According to a new report, almost everyone claims Social Security at the wrong time. A study from United Income, a money management company for retirees, found that 96 percent of Americans choose a “suboptimal” time to claim their monthly checks. Claiming early, in particular, leads to lots and lots (and lots) of lost cash.

Social Security is a big part of retirement for many people. The United Income report found that about 50 percent of current retirees say that Social Security makes up more than half of their yearly income, and 28 percent claim it makes up more than 75 percent. It seems like everyone needs Social Security, but they’re not ensuring it pays out the most it can. The earliest you can claim Social Security is 62. However, the best time to claim your payments is 70.

The United Income report analyzed 2,000 American households and found that just 4 percent of people claim their Social Security at 70. Those early claims have resulted in more than $3.4 trillion in total, collective losses. The average retiree who takes Social Security at a suboptimal time (any age other than 70) will lose out on an extra $111,000. While the researchers said 70 was the optimal age for most people, there are exceptions to the rule — like those with chronic illnesses, etc.

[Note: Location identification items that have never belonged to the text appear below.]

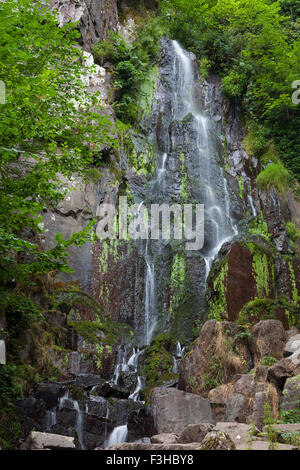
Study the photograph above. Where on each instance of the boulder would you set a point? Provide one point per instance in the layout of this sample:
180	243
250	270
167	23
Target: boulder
88	381
140	424
280	372
174	409
267	340
243	401
42	441
290	399
50	392
217	440
164	438
109	389
218	397
95	18
155	447
283	431
263	445
2	352
292	345
220	352
195	433
295	359
240	433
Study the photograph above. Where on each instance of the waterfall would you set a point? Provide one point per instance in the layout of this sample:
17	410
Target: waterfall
135	395
253	210
150	300
118	435
79	416
215	195
51	419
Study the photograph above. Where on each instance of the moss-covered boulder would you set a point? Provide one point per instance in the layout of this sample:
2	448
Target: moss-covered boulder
220	352
245	284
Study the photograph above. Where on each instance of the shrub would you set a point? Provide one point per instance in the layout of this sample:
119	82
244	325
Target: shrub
274	176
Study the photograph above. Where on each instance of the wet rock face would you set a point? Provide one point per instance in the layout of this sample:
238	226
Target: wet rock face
140	424
267	340
174	409
96	18
291	394
248	270
74	406
213	359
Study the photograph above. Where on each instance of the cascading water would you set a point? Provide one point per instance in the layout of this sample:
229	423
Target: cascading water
183	128
214	192
79	418
118	435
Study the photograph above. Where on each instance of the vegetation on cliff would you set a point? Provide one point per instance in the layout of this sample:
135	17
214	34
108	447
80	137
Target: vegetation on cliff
254	45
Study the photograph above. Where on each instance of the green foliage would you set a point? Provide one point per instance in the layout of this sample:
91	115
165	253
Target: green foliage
259	227
256	141
46	129
266	309
96	332
293	234
254	45
158	362
10	389
218	308
261	269
268	361
269	429
130	64
274	176
290	416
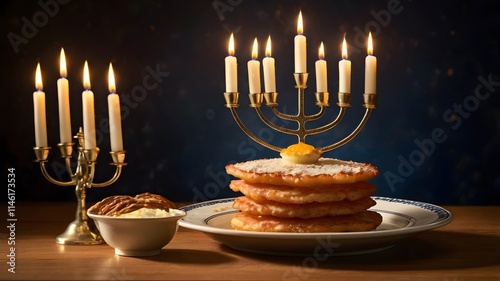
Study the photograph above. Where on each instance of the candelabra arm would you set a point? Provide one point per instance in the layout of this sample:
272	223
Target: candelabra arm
52	180
328	126
284	116
250	134
350	136
317	115
272	125
115	177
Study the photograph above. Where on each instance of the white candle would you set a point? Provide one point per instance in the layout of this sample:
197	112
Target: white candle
269	69
300	48
63	98
370	69
344	71
231	68
321	76
88	111
254	70
39	111
115	121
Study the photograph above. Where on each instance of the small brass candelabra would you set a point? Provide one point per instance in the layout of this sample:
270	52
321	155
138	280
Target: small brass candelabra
81	231
322	98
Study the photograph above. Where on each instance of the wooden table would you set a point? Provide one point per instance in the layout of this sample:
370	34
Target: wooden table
466	249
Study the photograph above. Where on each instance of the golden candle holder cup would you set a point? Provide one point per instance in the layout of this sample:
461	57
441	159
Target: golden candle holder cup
81	231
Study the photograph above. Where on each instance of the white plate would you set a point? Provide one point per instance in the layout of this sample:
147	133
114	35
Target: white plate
401	218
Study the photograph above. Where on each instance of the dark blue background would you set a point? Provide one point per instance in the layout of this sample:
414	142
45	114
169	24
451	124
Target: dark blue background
178	134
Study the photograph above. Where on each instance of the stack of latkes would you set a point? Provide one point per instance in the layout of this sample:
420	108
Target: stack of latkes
329	195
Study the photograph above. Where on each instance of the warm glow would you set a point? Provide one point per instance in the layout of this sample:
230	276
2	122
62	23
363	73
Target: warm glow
231	45
62	64
370	44
38	78
321	51
86	76
300	27
344	49
111	80
255	49
268	47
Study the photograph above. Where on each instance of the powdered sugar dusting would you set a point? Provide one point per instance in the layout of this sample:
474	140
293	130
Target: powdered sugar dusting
323	166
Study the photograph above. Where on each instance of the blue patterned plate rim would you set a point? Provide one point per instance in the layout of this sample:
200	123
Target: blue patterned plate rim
443	217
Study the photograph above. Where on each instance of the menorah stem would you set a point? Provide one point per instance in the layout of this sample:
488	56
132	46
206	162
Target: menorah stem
81	231
48	177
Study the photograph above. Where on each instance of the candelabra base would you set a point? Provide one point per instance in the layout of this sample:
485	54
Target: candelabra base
80	233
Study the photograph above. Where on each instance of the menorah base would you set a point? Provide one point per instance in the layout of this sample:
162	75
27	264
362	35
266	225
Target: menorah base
80	233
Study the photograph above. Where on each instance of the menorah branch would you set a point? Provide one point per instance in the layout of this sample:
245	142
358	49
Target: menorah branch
351	135
249	133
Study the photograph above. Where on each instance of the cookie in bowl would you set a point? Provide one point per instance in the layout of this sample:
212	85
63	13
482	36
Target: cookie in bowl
136	226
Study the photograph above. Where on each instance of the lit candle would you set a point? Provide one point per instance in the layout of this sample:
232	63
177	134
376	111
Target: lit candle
269	69
370	69
254	70
88	110
344	71
231	68
321	76
63	98
300	48
39	110
115	121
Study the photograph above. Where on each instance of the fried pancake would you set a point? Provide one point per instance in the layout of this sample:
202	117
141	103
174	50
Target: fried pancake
301	195
364	221
303	211
326	171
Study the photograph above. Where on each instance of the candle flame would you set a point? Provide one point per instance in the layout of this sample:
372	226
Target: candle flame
38	78
300	28
62	64
268	47
370	44
231	45
321	51
111	80
86	76
255	49
344	49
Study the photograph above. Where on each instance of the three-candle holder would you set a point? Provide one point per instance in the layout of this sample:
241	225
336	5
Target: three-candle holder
81	231
322	101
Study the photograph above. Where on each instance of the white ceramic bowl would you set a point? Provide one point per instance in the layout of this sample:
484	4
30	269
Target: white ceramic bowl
137	236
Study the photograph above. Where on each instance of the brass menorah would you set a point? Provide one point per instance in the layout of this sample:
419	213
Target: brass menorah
81	231
322	101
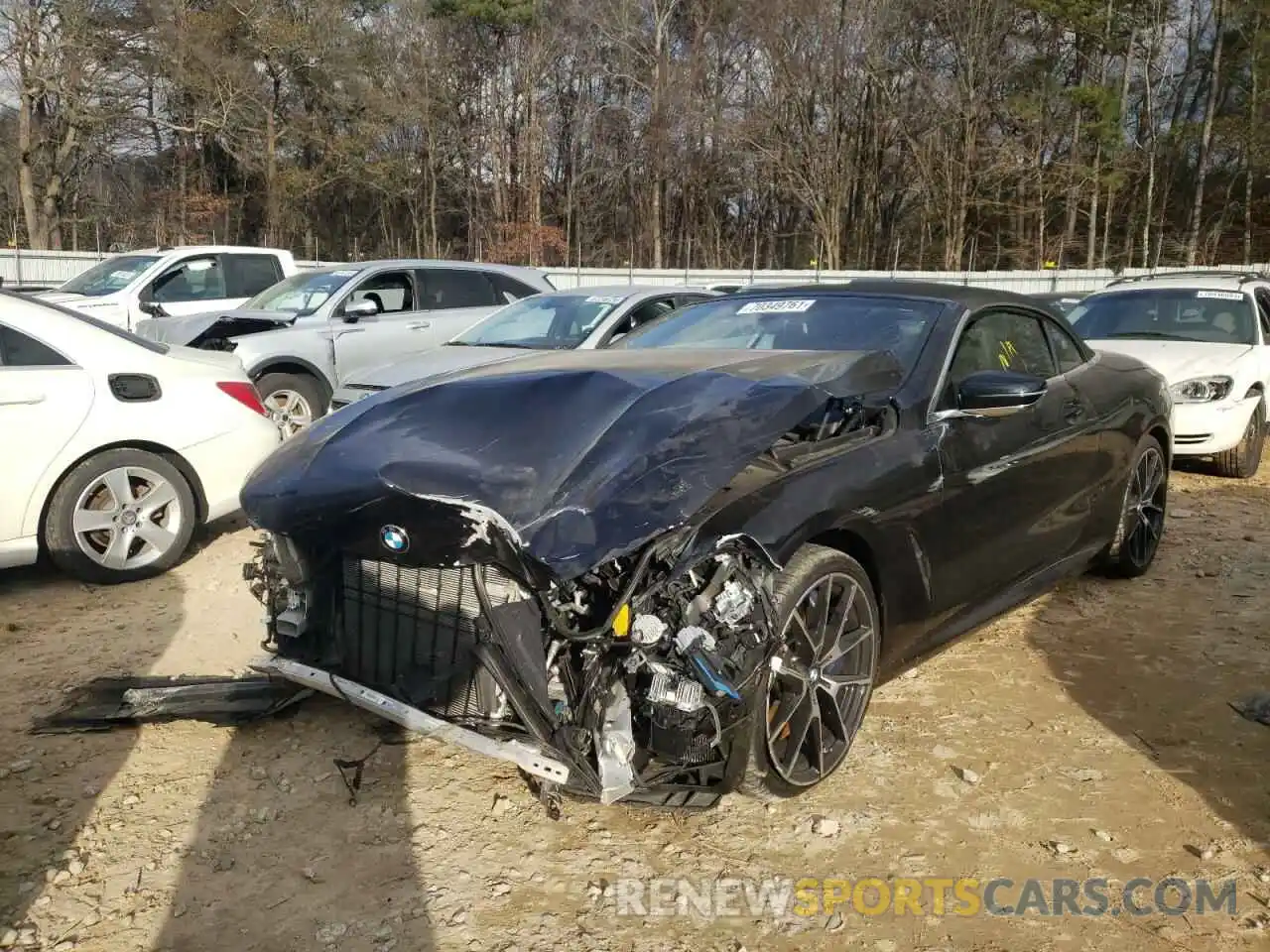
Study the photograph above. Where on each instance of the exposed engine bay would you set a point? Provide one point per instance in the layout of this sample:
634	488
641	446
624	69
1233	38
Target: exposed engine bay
648	666
570	603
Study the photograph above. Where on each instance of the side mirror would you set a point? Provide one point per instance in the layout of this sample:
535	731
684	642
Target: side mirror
356	309
998	393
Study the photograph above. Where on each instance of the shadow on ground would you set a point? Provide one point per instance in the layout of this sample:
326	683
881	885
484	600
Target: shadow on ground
60	634
1157	660
278	837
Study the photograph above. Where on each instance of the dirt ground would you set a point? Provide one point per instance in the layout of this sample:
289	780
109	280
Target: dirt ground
1096	717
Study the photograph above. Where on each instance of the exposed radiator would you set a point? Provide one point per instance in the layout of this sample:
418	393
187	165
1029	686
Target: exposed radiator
411	633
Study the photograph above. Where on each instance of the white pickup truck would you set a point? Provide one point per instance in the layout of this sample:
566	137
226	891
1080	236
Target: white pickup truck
172	281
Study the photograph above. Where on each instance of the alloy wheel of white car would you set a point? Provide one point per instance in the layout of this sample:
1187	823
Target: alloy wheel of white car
127	518
290	411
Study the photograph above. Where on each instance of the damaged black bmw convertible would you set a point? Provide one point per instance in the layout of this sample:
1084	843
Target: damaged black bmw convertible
675	569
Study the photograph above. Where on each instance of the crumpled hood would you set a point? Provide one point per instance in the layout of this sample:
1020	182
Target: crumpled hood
444	358
583	454
186	327
1178	359
60	298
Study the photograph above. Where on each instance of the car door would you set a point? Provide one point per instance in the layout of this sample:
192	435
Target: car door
44	400
1015	488
393	330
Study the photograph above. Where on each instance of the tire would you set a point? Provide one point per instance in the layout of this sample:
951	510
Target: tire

The researchers behind the study theorize that the main reason people claim their checks too early is that it’s psychologically difficult. In essence, you’re trying to figure out how long you’re going to live. The fix? The authors of the report suggest using savings in your 60s (if you have to) in order to guarantee a larger Social Security check later. If you claim at the right time, the report estimates income during your 70s and 80s will increase by more than 25 percent. Patience is a virtue… and a bigger payday.